Pasal 42
BAB 5 — PENAGIHAN DAN PENYETORAN
(1) Penagihan dalam penyelesaian Kerugian Negara dilakukan atas dasar: a. SKTJM sebagaimana dimaksud dalam Pasal 17 ayat (3); b. SKP2KS sebagaimana dimaksud dalam Pasal 20 ayat (2); atau
c.

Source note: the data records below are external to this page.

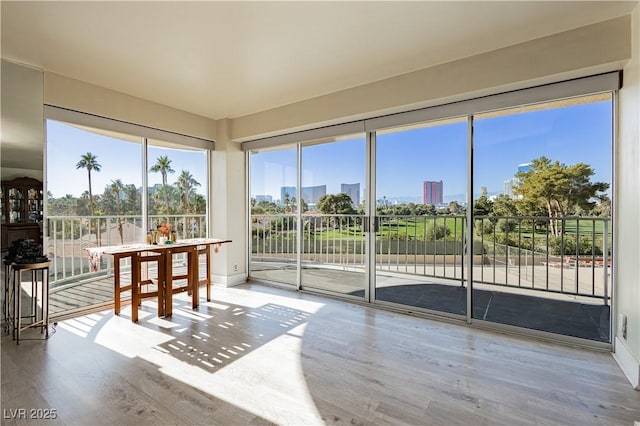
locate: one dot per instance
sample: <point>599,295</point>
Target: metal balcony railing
<point>67,237</point>
<point>516,251</point>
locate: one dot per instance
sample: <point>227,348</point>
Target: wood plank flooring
<point>263,355</point>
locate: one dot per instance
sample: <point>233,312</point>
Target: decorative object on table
<point>24,251</point>
<point>163,233</point>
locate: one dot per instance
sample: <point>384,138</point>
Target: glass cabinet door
<point>16,205</point>
<point>3,213</point>
<point>34,205</point>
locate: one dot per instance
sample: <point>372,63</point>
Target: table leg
<point>116,284</point>
<point>168,277</point>
<point>194,277</point>
<point>207,252</point>
<point>135,282</point>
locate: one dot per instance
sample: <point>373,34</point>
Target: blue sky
<point>405,159</point>
<point>119,160</point>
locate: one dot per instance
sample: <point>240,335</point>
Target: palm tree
<point>186,185</point>
<point>163,165</point>
<point>90,162</point>
<point>116,188</point>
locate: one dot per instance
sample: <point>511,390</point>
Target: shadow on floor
<point>586,321</point>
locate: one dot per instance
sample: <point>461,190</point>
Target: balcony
<point>522,274</point>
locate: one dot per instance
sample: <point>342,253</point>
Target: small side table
<point>17,270</point>
<point>7,296</point>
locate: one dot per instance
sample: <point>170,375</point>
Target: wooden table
<point>163,255</point>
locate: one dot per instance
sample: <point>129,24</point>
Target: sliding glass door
<point>500,217</point>
<point>273,215</point>
<point>543,177</point>
<point>421,181</point>
<point>332,205</point>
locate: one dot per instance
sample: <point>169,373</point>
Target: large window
<point>95,182</point>
<point>542,196</point>
<point>273,204</point>
<point>493,210</point>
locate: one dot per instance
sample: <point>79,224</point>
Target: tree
<point>336,204</point>
<point>90,162</point>
<point>163,166</point>
<point>186,186</point>
<point>482,206</point>
<point>116,188</point>
<point>560,189</point>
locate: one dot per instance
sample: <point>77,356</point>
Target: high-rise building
<point>312,194</point>
<point>433,193</point>
<point>287,193</point>
<point>510,184</point>
<point>353,191</point>
<point>524,167</point>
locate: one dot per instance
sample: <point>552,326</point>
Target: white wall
<point>229,214</point>
<point>22,144</point>
<point>596,48</point>
<point>627,213</point>
<point>80,96</point>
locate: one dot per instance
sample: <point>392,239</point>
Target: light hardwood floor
<point>263,355</point>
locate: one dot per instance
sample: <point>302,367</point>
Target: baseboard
<point>229,280</point>
<point>627,362</point>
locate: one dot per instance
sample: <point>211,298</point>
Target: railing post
<point>605,260</point>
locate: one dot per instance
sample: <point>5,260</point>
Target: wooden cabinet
<point>22,209</point>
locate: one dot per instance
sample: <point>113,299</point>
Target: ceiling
<point>229,59</point>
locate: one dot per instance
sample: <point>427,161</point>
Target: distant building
<point>524,167</point>
<point>433,193</point>
<point>508,187</point>
<point>287,192</point>
<point>353,191</point>
<point>509,184</point>
<point>312,194</point>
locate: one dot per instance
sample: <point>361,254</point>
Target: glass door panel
<point>273,207</point>
<point>421,181</point>
<point>542,217</point>
<point>332,193</point>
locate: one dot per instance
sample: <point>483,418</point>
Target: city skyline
<point>406,157</point>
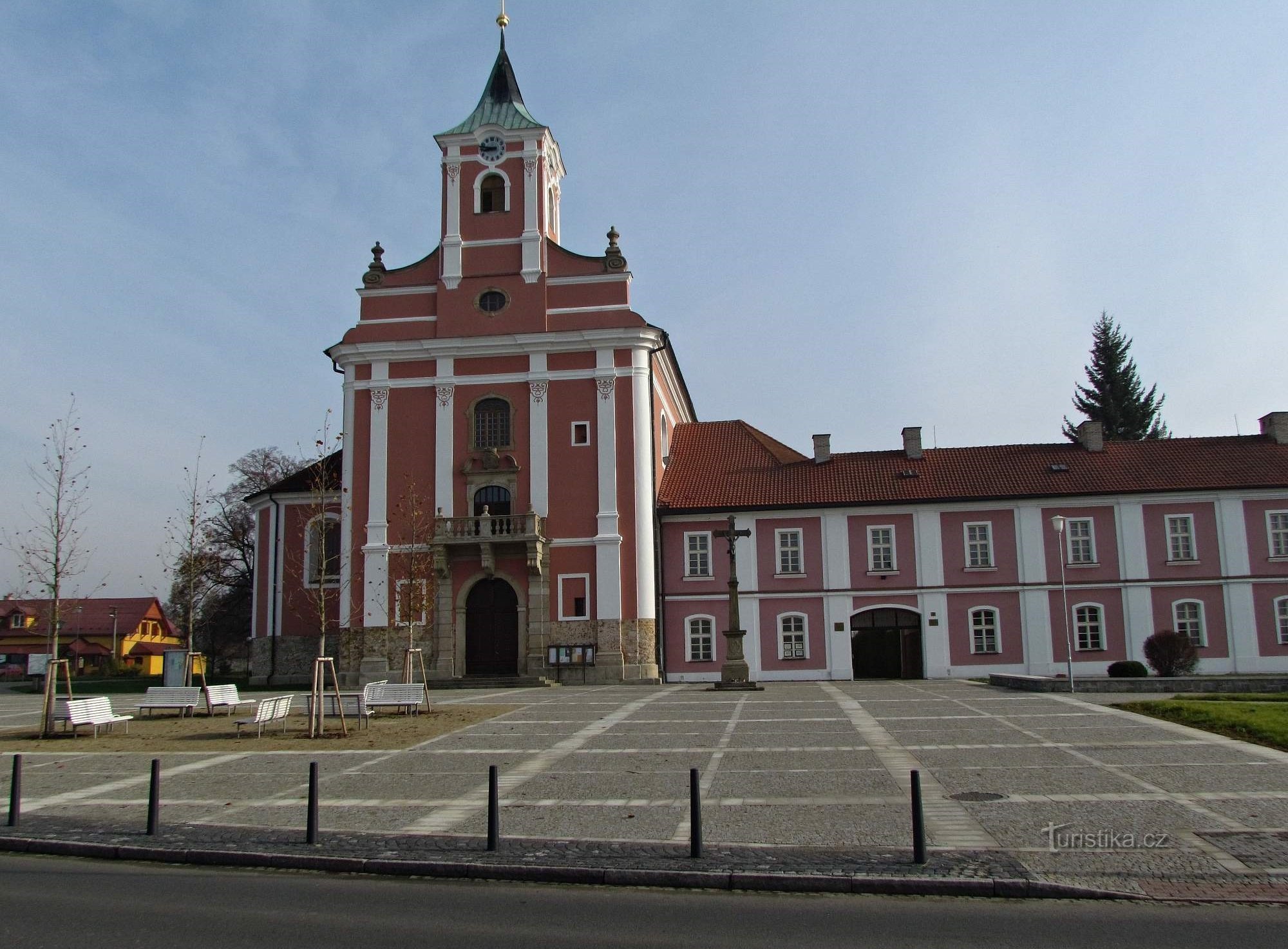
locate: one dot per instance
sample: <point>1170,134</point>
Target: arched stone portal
<point>493,629</point>
<point>887,644</point>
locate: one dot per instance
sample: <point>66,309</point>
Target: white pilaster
<point>375,552</point>
<point>931,550</point>
<point>539,435</point>
<point>453,235</point>
<point>1133,559</point>
<point>1030,536</point>
<point>1240,615</point>
<point>609,541</point>
<point>531,196</point>
<point>445,401</point>
<point>347,502</point>
<point>1036,623</point>
<point>642,414</point>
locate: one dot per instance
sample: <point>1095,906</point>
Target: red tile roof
<point>724,465</point>
<point>90,617</point>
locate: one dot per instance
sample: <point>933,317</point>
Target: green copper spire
<point>503,102</point>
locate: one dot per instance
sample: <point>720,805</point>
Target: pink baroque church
<point>503,386</point>
<point>512,424</point>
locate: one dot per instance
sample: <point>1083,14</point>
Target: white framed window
<point>788,541</point>
<point>701,639</point>
<point>412,599</point>
<point>1188,621</point>
<point>983,630</point>
<point>323,550</point>
<point>1080,541</point>
<point>1277,531</point>
<point>697,554</point>
<point>793,637</point>
<point>1089,628</point>
<point>575,597</point>
<point>980,544</point>
<point>1180,538</point>
<point>882,549</point>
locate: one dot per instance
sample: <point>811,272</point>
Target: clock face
<point>491,150</point>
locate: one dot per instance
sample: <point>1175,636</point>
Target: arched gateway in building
<point>887,644</point>
<point>493,629</point>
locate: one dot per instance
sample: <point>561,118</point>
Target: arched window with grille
<point>493,424</point>
<point>491,195</point>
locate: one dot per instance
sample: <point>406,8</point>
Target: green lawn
<point>1258,720</point>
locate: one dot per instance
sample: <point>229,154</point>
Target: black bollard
<point>16,791</point>
<point>919,822</point>
<point>311,835</point>
<point>494,807</point>
<point>155,798</point>
<point>695,814</point>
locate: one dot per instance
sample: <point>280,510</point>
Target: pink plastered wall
<point>1010,635</point>
<point>905,552</point>
<point>767,554</point>
<point>1214,615</point>
<point>816,632</point>
<point>1005,567</point>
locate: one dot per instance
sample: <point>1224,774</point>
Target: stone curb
<point>602,876</point>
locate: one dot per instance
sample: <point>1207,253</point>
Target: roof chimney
<point>822,449</point>
<point>913,442</point>
<point>1276,427</point>
<point>1092,436</point>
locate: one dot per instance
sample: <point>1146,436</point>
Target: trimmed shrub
<point>1171,653</point>
<point>1128,669</point>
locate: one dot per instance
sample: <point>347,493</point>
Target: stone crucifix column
<point>735,674</point>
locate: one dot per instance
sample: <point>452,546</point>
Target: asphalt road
<point>60,902</point>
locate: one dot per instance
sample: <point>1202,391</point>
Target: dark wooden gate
<point>493,630</point>
<point>887,644</point>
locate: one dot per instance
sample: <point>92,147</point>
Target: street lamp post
<point>111,612</point>
<point>1058,523</point>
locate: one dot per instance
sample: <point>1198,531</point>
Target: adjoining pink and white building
<point>506,384</point>
<point>945,562</point>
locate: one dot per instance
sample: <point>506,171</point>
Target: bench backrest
<point>395,692</point>
<point>274,709</point>
<point>173,696</point>
<point>222,693</point>
<point>91,711</point>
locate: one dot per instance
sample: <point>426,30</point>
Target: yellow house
<point>135,629</point>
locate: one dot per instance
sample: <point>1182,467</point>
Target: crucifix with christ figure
<point>735,673</point>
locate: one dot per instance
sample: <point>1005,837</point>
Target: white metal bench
<point>267,713</point>
<point>395,696</point>
<point>171,697</point>
<point>352,702</point>
<point>97,713</point>
<point>225,697</point>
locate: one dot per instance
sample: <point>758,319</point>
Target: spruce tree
<point>1115,395</point>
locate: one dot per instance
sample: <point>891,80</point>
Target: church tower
<point>504,387</point>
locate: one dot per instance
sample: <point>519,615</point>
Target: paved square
<point>797,764</point>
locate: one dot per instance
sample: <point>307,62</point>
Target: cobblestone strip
<point>444,820</point>
<point>950,825</point>
<point>1119,772</point>
<point>100,790</point>
<point>709,773</point>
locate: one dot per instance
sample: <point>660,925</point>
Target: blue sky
<point>851,217</point>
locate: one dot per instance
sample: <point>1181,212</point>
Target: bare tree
<point>52,552</point>
<point>189,532</point>
<point>414,583</point>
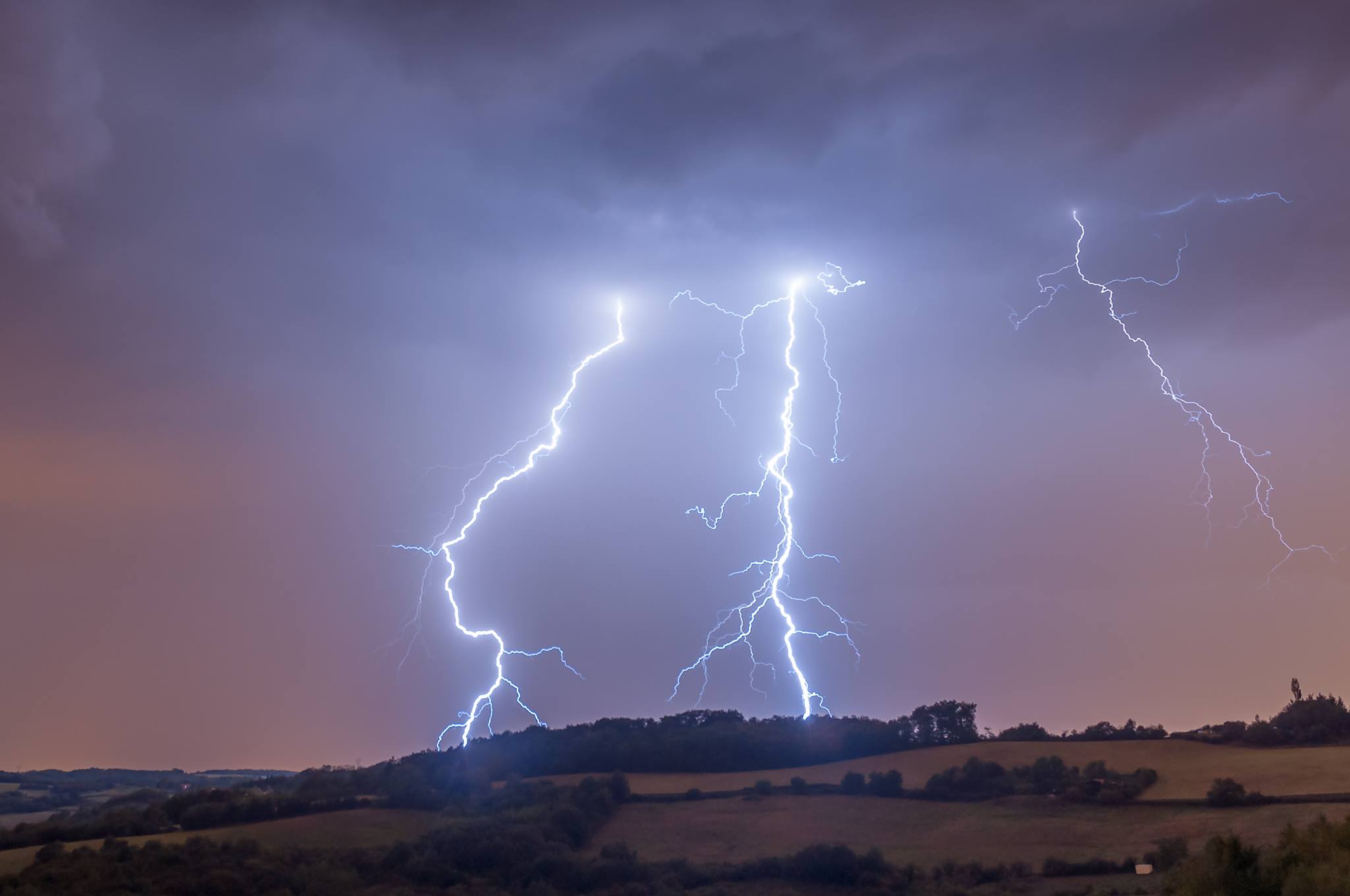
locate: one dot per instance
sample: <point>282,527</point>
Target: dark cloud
<point>50,130</point>
<point>339,244</point>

SKP2K sebagaimana dimaksud dalam Pasal 37 ayat (1). (2) Penagihan sebagaimana dimaksud pada ayat (1) dilakukan dengan surat penagihan yang diterbitkan paling banyak 3 (tiga) kali. (3) Surat penagihan sebagaimana dimaksud pada ayat (2), diterbitkan atas nama Pihak yang Merugikan/ Pengampu/Yang Memperoleh Hak/Ahli Waris bertanggung jawab atas Kerugian Negara. (4) Surat penagihan sebagaimana dimaksud pada ayat (2) diterbitkan oleh Menteri selaku PPKN/kepala satuan kerja/atasan kepala satuan kerja paling lambat 7 (tujuh) hari kerja sejak SKTJM, SKP2KS atau SKP2K diterbitkan. (5) Surat penagihan sebagaimana dimaksud pada ayat (2) mempunyai tanggal jatuh tempo pembayaran paling lama 1 (satu) bulan sejak surat penagihan diterbitkan sesuai dengan Format 29. (6) Surat penagihan atas penyelesaian Kerugian Negara melalui penerbitan SKTJM sebagaimana dimaksud dalam Pasal 17 ayat (3) dilakukan dengan ketentuan sebagai berikut: a. surat penagihan pertama diterbitkan setelah Pihak yang Merugikan/Penerbitan Pengampu/Yang Memperoleh Hak/Ahli Waris mengakui menjadi tanggung jawabnya dan bersedia mengganti Kerugian Negara dengan menandatanggani SKTJM sebagaimana dimaksud dalam Pasal 17 ayat (3), yang diakui sebagai dasar penagihan pertama piutang negara; b. surat penagihan kedua diterbitkan dalam hal Pihak yang Merugikan/Pengampu/Yang Memperoleh Hak/Ahli Waris melalaikan kewajiban pembayaran sesuai dengan SKTJM sebagaimana dimaksud dalam Pasal 17 ayat (3); dan c. surat penagihan ketiga diterbitkan dalam hal Pihak yang Merugikan/Pengampu/Yang Memperoleh Hak/Ahli Waris tidak mengganti Kerugian Negara
sampai dengan tanggal jatuh tempo pembayaran sebagaimana dimaksud dalam Pasal 18 ayat (2), ayat (3), atau ayat (4). (7) Penerbitan surat penagihan atas penyelesaian Kerugian Negara melalui penerbitan SKP2KS sebagaimana dimaksud dalam Pasal 20 ayat (2) dilakukan dengan ketentuan sebagai berikut: a. surat penagihan pertama diterbitkan setelah SKP2KS sebagaimana dimaksud dalam Pasal 20 ayat (2) diterbitkan, yang diakui sebagai dasar penagihan pertama piutang negara. b. surat penagihan kedua diterbitkan dalam hal Pihak yang Merugikan/Pengampu/Yang Memperoleh Hak/Ahli Waris tidak mengganti Kerugian Negara sampai dengan tanggal jatuh tempo pembayaran sebagaimana dimaksud dalam Pasal 21; dan c. surat penagihan ketiga diterbitkan dalam hal SKP2K sebagaimana dimaksud dalam Pasal 37 ayat (1) ditetapkan.